Deswegen gibt es weder Grund für Hysterie noch für unsachliche Diskussion. Das Thema ist seit sieben Jahren bekannt. Die Politik hat es über Jahre versäumt, sich mit dieser heiklen Thematik auseinanderzusetzen. Jetzt wurde die Problematik im Koalitionsvertrag aufgegriffen und es werden hoffentlich bald Lösungen gefunden. Denn viele Kommunen kommen bereits mit der Unterbringung und Versorgung von Flüchtlingen und Asylsuchenden an die Grenzen ihrer Leistungsfähigkeit und das Vertrauen der Bürger in den steuerfinanzierten Sozialstaat wird zunehmend untergraben. Und wenn nun die längst überfällige Auseinandersetzung mit einem das Volk berührenden Problem als Populismus diffamiert wird, leidet das Ansehen der Politik zusätzlich.

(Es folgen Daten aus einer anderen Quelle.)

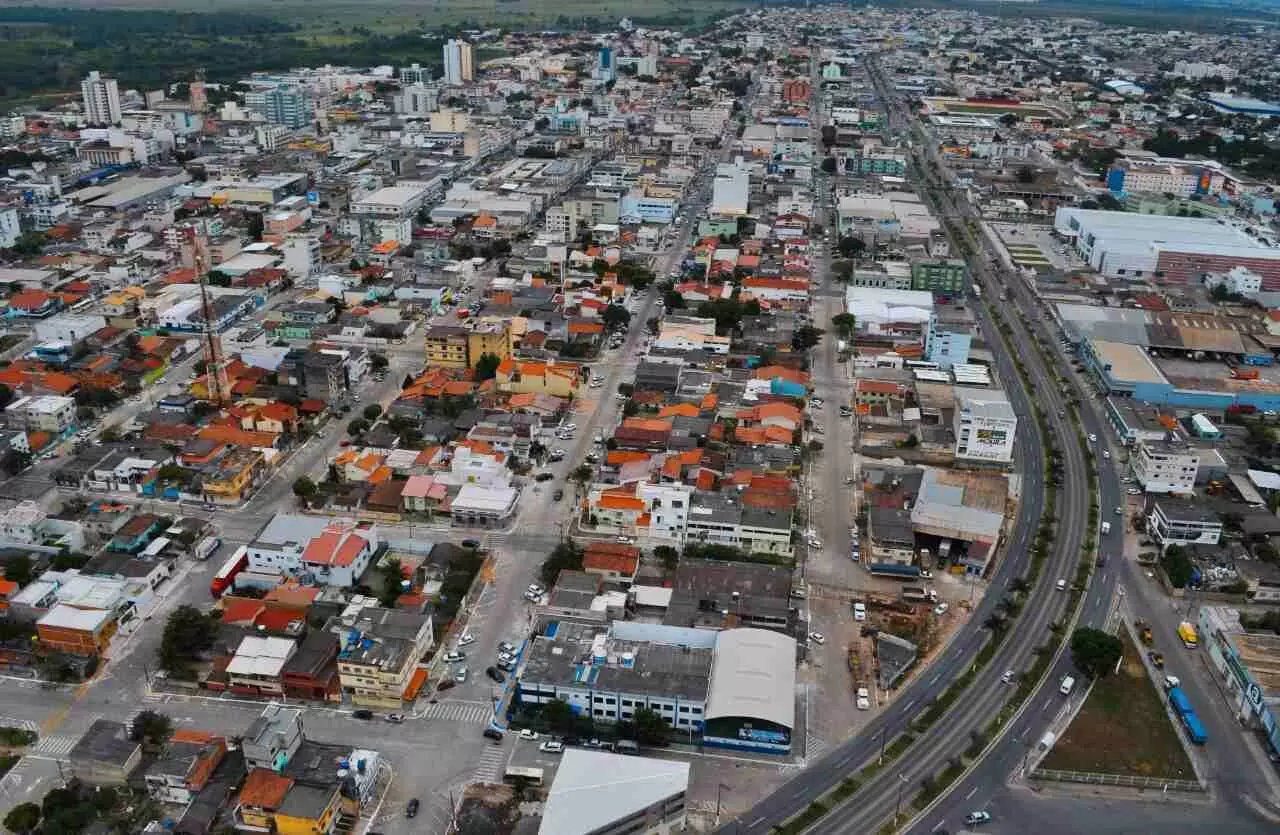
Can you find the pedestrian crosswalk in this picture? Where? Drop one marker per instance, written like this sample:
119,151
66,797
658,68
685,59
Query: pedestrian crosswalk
492,765
457,711
55,745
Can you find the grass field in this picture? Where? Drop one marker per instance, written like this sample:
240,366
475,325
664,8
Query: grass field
1123,729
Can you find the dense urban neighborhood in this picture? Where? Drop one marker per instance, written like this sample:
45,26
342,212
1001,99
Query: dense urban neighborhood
819,420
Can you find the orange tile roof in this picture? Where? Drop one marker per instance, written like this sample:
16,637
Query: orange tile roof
265,789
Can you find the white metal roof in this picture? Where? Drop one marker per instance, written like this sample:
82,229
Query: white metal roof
754,676
593,789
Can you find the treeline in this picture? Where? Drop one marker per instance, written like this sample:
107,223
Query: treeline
147,50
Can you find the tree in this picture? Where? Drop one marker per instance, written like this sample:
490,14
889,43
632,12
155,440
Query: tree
22,818
1095,652
18,569
805,337
152,728
187,634
487,366
844,324
850,246
305,488
652,729
616,316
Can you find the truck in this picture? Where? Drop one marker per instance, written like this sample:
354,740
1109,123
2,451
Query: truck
1187,715
919,593
895,570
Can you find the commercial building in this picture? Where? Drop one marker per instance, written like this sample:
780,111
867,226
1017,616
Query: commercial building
1249,666
598,793
101,99
1179,521
1164,249
984,428
1166,465
458,62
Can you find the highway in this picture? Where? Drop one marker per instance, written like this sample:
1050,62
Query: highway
883,793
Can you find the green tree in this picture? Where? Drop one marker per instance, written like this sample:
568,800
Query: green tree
652,729
844,324
305,488
187,634
18,569
487,366
151,728
1095,652
22,818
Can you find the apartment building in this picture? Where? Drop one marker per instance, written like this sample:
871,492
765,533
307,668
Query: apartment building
1168,465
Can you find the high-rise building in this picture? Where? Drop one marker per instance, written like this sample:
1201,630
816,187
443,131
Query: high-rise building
101,99
458,63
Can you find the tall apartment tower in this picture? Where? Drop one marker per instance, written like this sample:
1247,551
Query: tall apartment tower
458,63
101,99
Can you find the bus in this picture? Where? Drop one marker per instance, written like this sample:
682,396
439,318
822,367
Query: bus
206,547
227,574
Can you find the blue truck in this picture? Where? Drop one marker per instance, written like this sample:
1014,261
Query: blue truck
1187,713
895,570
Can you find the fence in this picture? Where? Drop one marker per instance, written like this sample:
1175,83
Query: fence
1118,780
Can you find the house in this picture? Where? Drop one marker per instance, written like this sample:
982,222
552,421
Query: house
273,738
105,754
613,561
378,653
184,767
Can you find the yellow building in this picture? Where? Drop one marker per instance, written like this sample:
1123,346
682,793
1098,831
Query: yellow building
447,347
490,336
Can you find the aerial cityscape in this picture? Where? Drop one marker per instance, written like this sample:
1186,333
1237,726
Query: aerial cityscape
611,419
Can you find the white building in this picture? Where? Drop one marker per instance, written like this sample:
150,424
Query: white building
984,428
1165,466
9,228
458,63
101,97
731,188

Die Lage in den Nachbarstaaten sollte uns auch in diesem Zusammenhang zu denken geben. In Frankreich geht das Vertrauen der Bürger in die reformschwachen Sozialisten um Präsident Hollande gegen Null und die Front National (FN) gewinnt gefährlich an Boden. In Holland sind die Rechtsextremen um de Wilders eine ernstzunehmende politische Kraft und in Großbritannien haben die Europa-Kritiker immensen Zulauf. Nicht wer sich erfolgreich um volksnahe Problemlösungen bemüht leistet der Extremen Vorschub, sondern wer solche Probleme verdrängt, beschönigt und nicht zum Wohle des Volkes löst. Es wird höchste Zeit, dass die Große Koalition in diesem Sinne endlich anfängt zu arbeiten. Deutschland braucht aufgrund der demographischen Entwicklung, der abnehmenden Ausbildungsfähigkeit sowie Studierfähigkeit unserer jungen Bürger dringend Fachleute, die bei uns arbeiten und sich integrieren wollen. Da die Sozialsysteme schon heute erkennbar zu großen Lasten der nachfolgenden Generationen leistungsfähig gehalten werden können, ist es aber geradezu eine Pflicht der Politik, die Zukunftschancen unserer Kinder und Enkel zu schützen. Dabei reicht es teilweise, EU-Recht genau zu kennen, es anzuwenden, es in der eigenen Gesetzgebung und Rechtsprechung zu berücksichtigen und EU-Mittel regelgerecht zu nutzen.

Statt unsachliche Diskussionsbeiträge hätte die SPD der CSU ja zum Reizthema Arbeitnehmerfreizügigkeit die schöne und griffige Formel entgegenhalten können: "Wer betrügt, bekommt mindestens eine zweite Chance!" Es wäre interessant gewesen zu beobachten, wie die Bürger und die Öffentlichkeit darauf reagiert hätten.